In a recent article, I introduced the fields of classical and behavioral economics and finance. Classical finance assumes people make financial decisions in computer-like fashion —rationally and unemotionally. Behavioral finance, which combines the study of economics and psychology, argues that these assumptions do not reflect real life.

In his work in the 1950s, Herbert Simon, a cognitive psychologist and Nobel Laureate in economics, identified three forces that limit people’s ability to make purely rational decisions:

1. Bounded rationality.

2. Bounded self-control.

3. Bounded self-interest.

In this article, we’ll see how they might apply to one of the most important personal-finance challenges that households face, achieving a secure retirement.

Bounded rationality and computational complexity

Even the smartest among us lack the time and brain power to consistently collect, analyze and act on all the relevant information needed to make intelligent choices on complicated issues. The retirement savings and spending problem is an excellent example of Simon’s “bounded rationality.”

Making smart decisions about retirement is hard. It requires determining how much to save and how to invest while working and assessing how much you can spend once you retire. It requires reasonable estimates of variables like lifetime earnings, investment returns, tax rates, health status, and longevity none of which can be known precisely.

Furthermore, solutions for the retirement saving and spending amounts involve calculations that are challenging even for those with financial expertise. For others with more limited knowledge, tackling these problems can be confusing and stressful, which can further impede sound decision-making. Unfortunately, rather than struggle through the details, most people resort to shortcuts that often result in hasty, ill-advised decisions.

Bounded self-control and making tough trade-offs

Financial practitioners recommend that people plan their spending so they can maintain their desired standard of living over their entire lifetime. For most of us, this means controlling spending during our working years so we can accumulate sufficient assets to fund a secure and comfortable retirement. We all recognize this as sensible advice, yet in general, Americans continue to under-save.

In other words, it’s not a lack of awareness or even a lack of desire but rather a lack of will power to make sacrifices today to get a payoff sometime in the future. This seems to be true even when the change requires small short-term sacrifices in exchange for a substantial long-term benefit. In many respects, saving for retirement involves behavior modification similar to that needed for dieting and exercise. It’s tough to change, and even if we do, we often lose our resolve to stick with it.

Bounded self-interest and generosity

According to traditional economic theory, individuals are concerned only about themselves and expected to act in a way that improves their own financial interests and not necessarily the welfare of others. In other words, self-interest is presumed to be the primary motive when making financial decisions.

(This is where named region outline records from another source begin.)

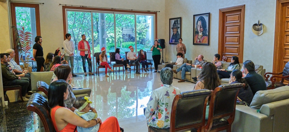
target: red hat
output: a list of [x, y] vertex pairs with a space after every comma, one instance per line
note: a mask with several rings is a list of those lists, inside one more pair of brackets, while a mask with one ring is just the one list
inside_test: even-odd
[[128, 47], [128, 48], [129, 49], [131, 49], [131, 48], [133, 48], [133, 46], [129, 46], [129, 47]]
[[104, 51], [105, 50], [105, 48], [104, 47], [101, 48], [101, 52]]

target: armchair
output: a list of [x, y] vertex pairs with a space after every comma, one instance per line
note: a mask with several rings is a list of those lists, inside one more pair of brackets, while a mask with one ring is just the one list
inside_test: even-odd
[[150, 126], [149, 132], [194, 131], [196, 129], [204, 132], [207, 102], [212, 92], [202, 89], [177, 95], [172, 105], [170, 128], [158, 129]]
[[[217, 132], [226, 129], [231, 131], [235, 118], [237, 96], [245, 84], [237, 83], [217, 87], [211, 96], [209, 118], [205, 131]], [[224, 117], [229, 116], [227, 119]]]
[[[273, 75], [270, 78], [270, 80], [268, 80], [268, 79], [270, 77], [268, 74]], [[281, 74], [282, 74], [282, 76], [275, 75]], [[285, 65], [285, 67], [283, 69], [283, 71], [279, 73], [267, 72], [265, 74], [264, 76], [265, 77], [265, 82], [267, 85], [267, 90], [285, 86], [286, 85], [283, 83], [284, 80], [289, 81], [289, 62], [287, 62]], [[281, 79], [281, 81], [276, 82], [276, 78]], [[289, 85], [289, 84], [287, 85]]]

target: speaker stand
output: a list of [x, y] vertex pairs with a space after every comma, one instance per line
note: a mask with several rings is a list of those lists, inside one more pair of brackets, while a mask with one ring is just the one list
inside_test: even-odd
[[162, 55], [161, 56], [162, 59], [161, 59], [161, 64], [162, 64], [163, 63], [164, 63], [165, 62], [164, 61], [164, 49], [163, 49], [162, 51]]

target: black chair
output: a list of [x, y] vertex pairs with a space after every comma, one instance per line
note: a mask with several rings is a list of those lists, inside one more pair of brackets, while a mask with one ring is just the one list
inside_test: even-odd
[[50, 117], [50, 108], [45, 98], [39, 93], [33, 93], [31, 95], [26, 106], [27, 110], [38, 115], [45, 132], [55, 131]]
[[[282, 74], [282, 76], [278, 76], [276, 75], [272, 75], [270, 78], [270, 80], [268, 80], [268, 79], [270, 76], [268, 74], [271, 74], [272, 75], [278, 75]], [[281, 87], [282, 86], [286, 86], [285, 84], [283, 83], [284, 82], [284, 80], [287, 81], [289, 81], [289, 62], [287, 62], [285, 65], [285, 67], [283, 69], [283, 71], [280, 73], [272, 73], [270, 72], [267, 72], [265, 73], [264, 75], [265, 77], [265, 82], [266, 83], [266, 85], [267, 86], [267, 90], [274, 89], [275, 88]], [[280, 78], [281, 79], [280, 81], [277, 81], [276, 78]], [[289, 86], [289, 84], [287, 85], [287, 86]]]
[[[110, 67], [112, 68], [112, 69], [113, 70], [114, 70], [115, 67], [118, 67], [118, 73], [119, 73], [119, 69], [121, 67], [123, 67], [123, 73], [124, 73], [124, 66], [122, 64], [117, 64], [116, 63], [116, 59], [115, 59], [115, 52], [109, 52], [109, 56], [110, 56]], [[112, 64], [112, 62], [116, 62], [115, 64]], [[113, 72], [113, 74], [114, 74], [114, 72]]]
[[[139, 51], [138, 52], [138, 54], [139, 54]], [[148, 62], [148, 64], [149, 65], [150, 65], [150, 71], [151, 72], [151, 67], [152, 66], [153, 64], [152, 63], [151, 63], [151, 62], [149, 62], [148, 61], [147, 59], [147, 56], [146, 56], [146, 52], [145, 51], [144, 51], [144, 55], [145, 56], [145, 60], [146, 60]], [[140, 65], [141, 64], [142, 64], [141, 63], [139, 63], [139, 69], [140, 69], [139, 70], [140, 71]], [[141, 72], [144, 72], [143, 69], [143, 68], [142, 67], [142, 68], [141, 68]]]
[[[205, 132], [217, 132], [226, 129], [231, 131], [235, 118], [237, 96], [245, 84], [236, 83], [222, 85], [214, 91], [211, 96], [209, 118]], [[229, 116], [226, 119], [224, 117]]]
[[204, 131], [206, 108], [213, 91], [207, 89], [182, 92], [172, 103], [170, 128], [149, 126], [149, 132]]

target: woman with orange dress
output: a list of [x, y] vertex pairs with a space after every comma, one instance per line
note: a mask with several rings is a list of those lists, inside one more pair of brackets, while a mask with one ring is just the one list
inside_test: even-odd
[[199, 34], [195, 36], [195, 43], [208, 43], [208, 29], [205, 18], [200, 16], [196, 23], [196, 27]]

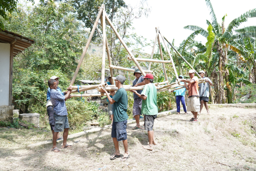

Behaviorists argue and, fortunately, our own life experiences demonstrate that people regularly sacrifice their own interests to help others. In his book “The Altruistic Brain,” Donald Pfaff, a neuroscientist at Rockefeller University, says this model of human behavior is not supported by science and instead “doing good” for others is a trait that is hard-wired into our brains.

America is among the most generous nations in the world. In 2018, charitable giving to institutions, neighbors and strangers in need in the U.S. reached a record high of over $400 billion in monetary donations and more than 8 billion hours of volunteer work. Also, older Americans are increasingly providing financial support to adult children, grandchildren, parents, and even siblings.

In a 2013 study conducted by Merrill Lynch titled “Family & Retirement: The Elephant in the Room,” the authors found that while generosity, especially toward family members, is a key source of satisfaction for older Americans, it can also be a cause of stress and worry. For many less affluent retirees, balancing the financial needs of others and their own retirement security can require living a more frugal lifestyle than they could otherwise enjoy.

Logic vs. emotions

Conventional economic theory assumes humans make logical, unemotional and sound financial decisions and then act accordingly. But as anyone who ever started a new diet, exercise regimen or savings program knows, there is a disconnect between theory and practice.

Research in behavioral economics shows us that human emotions get in the way and cause individuals even with the best of intentions to often make poor decisions. In other words, in real life, emotions usually trump logic.